The BBC NI website yesterday led with the headline: ‘Unionist leaders request £14k for centenary stone’. As the story said, unionist party leaders have asked for help to cover the cost of a stone at Stormont to mark Northern Ireland's centenary, perhaps costing taxpayers £14,000. The report was an important reminder of a scandal, but not the one readers might have thought, of taxpayer waste. The scandal is that the stone is the only recognition of NI having turned 100 in 2021.
To placate nationalists, the province was not allowed a centenary. Organisations with Northern Ireland in their name were too cowardly even to say Happy Birthday! There was nothing apart from a long loyal orders march to which the national broadcaster devoted a brief report. Schoolchildren will barely have known of the date, despite the growth in people identifying as Northern Irish.

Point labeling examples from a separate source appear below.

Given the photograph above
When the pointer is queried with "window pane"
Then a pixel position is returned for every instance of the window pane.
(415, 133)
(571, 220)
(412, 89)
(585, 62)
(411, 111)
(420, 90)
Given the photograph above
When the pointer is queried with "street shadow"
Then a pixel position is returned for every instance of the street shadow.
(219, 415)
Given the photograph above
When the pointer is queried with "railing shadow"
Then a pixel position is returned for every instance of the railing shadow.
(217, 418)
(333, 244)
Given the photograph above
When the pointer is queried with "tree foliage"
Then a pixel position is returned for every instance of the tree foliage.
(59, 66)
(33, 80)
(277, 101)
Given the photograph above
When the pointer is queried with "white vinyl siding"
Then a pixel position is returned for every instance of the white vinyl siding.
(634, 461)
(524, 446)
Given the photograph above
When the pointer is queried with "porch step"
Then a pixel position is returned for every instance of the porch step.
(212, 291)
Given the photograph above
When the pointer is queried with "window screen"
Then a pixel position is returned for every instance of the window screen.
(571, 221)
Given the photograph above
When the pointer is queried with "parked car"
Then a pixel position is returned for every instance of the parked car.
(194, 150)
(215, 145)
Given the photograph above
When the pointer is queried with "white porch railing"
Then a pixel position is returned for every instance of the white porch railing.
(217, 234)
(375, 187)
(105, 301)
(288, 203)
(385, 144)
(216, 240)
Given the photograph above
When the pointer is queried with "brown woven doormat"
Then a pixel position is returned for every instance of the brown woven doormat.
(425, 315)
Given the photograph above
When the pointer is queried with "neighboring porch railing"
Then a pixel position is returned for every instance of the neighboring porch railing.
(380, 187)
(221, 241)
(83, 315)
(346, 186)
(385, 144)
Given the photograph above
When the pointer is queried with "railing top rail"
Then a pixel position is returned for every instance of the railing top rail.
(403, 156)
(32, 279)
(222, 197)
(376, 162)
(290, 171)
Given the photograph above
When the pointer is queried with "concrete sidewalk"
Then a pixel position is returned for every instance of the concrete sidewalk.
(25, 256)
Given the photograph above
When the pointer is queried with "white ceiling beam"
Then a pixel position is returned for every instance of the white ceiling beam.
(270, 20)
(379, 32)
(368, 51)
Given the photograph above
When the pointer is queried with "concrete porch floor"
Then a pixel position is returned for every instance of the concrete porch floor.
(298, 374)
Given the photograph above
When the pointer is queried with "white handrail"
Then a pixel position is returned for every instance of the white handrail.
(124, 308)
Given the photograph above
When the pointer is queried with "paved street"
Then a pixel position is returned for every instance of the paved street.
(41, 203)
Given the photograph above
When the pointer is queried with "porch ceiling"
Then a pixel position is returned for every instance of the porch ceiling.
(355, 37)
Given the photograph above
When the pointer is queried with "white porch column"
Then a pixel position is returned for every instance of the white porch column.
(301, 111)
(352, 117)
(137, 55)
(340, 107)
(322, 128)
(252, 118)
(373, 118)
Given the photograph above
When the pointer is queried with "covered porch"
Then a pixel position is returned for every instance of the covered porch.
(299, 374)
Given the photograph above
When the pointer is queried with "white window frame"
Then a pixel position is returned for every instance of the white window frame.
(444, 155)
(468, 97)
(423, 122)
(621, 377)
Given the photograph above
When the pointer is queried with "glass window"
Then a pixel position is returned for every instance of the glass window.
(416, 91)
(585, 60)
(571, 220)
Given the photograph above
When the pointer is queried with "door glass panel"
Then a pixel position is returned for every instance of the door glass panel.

There was no celebratory church service. An ecumenical service in Armagh became one that just marked all 1921 events. The words Northern Ireland were barely spoken. BBC NI’s top evening news angle on the service was the Roman Catholic Archbishop referring to the pain of partition.
The Protestant churchmen either did not know he was going to say so or did but were too timid to counter such a view explicitly. And this service, which was an insult to anyone who wanted to celebrate their country, was too much for President Michael D Higgins, an Irish president who masquerades as a reconciliatory figure but has been anything but.
The West Belfast Festival, which always ends in IRA chanting, is lavishly funded yet unionist leaders had to offer to pay for a stone, the cost of which has inexplicably soared. London is writing a £100m+ blank cheque for the GAA Casement stadium, yet unionists have to have a whip round to get a stone that marks NI at 100.